As he continues to read the mystery book, the author reflects on what his life would have been like had he taken a different direction. . Is this not a question that plagues each of us at some point in our lives?
The red coat which figures in many of the subsequent scenes, is a symbolic prop. It may be symbolic of passion, the thrill of danger or just the blood of life. Indeed, each life is a journey (train), , a mystery (book). His suicide rescue mission hands him an unexpected gift – she is rescuing him, in turn, from the prison doors of his own life characterised by isolation, , predictability and emotional stagnation.
“We leave something of ourselves behind when we leave a place. We stay there even though e go away, and there are things in us that we can find only by going back there. We travel to our souls when we go back to a place.”

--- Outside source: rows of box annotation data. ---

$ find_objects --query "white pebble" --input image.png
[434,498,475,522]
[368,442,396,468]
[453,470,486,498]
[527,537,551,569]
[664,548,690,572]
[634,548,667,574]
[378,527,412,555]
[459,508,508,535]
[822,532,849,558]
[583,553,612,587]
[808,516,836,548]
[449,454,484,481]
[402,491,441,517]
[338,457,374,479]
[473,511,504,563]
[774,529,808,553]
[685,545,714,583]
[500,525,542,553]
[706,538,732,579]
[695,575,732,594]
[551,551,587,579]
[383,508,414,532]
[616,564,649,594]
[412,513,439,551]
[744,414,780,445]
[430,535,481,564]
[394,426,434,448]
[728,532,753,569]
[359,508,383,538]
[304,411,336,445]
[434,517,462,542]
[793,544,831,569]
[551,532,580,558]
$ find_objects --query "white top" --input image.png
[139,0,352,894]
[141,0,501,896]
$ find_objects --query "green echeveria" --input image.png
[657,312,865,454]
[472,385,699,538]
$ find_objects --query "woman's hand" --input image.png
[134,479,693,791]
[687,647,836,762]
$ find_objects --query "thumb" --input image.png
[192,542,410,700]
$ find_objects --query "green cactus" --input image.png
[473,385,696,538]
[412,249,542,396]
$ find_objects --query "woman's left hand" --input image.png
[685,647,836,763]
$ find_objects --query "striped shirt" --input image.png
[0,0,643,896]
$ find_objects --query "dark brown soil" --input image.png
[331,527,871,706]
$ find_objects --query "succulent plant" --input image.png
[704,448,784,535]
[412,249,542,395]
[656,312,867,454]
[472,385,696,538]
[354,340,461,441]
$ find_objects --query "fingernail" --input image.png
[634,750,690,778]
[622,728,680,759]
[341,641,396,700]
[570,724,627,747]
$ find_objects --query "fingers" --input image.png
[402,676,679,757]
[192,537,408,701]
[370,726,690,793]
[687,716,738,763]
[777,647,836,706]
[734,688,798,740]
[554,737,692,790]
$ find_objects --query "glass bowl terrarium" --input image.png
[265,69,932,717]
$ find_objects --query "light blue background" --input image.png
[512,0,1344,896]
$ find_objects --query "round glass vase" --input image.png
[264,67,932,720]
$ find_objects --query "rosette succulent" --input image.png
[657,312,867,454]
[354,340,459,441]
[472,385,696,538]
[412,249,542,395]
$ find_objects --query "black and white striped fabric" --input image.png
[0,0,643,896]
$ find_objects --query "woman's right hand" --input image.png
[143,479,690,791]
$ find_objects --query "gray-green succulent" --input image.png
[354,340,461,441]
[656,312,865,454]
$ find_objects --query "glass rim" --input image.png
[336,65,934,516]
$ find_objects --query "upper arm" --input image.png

Throughout the film Raymond’s phone keeps ringing, threatening to draw him back to his former life. . He ignores the calls for the most part imply because, his former life holds less and less appeal as he continues on the journey of his new life. He cannot go back to wearing his old pair of glasses, literally and figuratively. They were broken when a cyclist collides with him. This jarring scene symbolises the shattering of his old perception. It is at the Opticians that he gains a new awareness and insight as signified by the prescription of new glasses.
As the plot progresses so looms larger the question which screams for an answer – what is the connection between the suicidal lady on the bridge and the author of the book, Amadeu de Prado. At his graduation ceremony, he gave a speech where he states that he would not like to live in a world where independent thinking is disparaged. It becomes clear that he cherished noble ideals which changed the political status quo.
Finally, as Raymond is checking out of his hotel in Lisbon, the lady on the red coat, resurfaces to thank him for saving her life. She is the grand-daughter of Rui Luis Mendes, ‘the butcher of Lisbon’, and had inherited his legacy of guilt and shame for all the lives he had killed and destroyed during …
Alas, the inner journey is ultimately what matters. “The fear of death could be the fear of never becoming the person one planned to be…” Ultimately, the journeys we take are into our own souls. It takes courage to think, to feel and to live.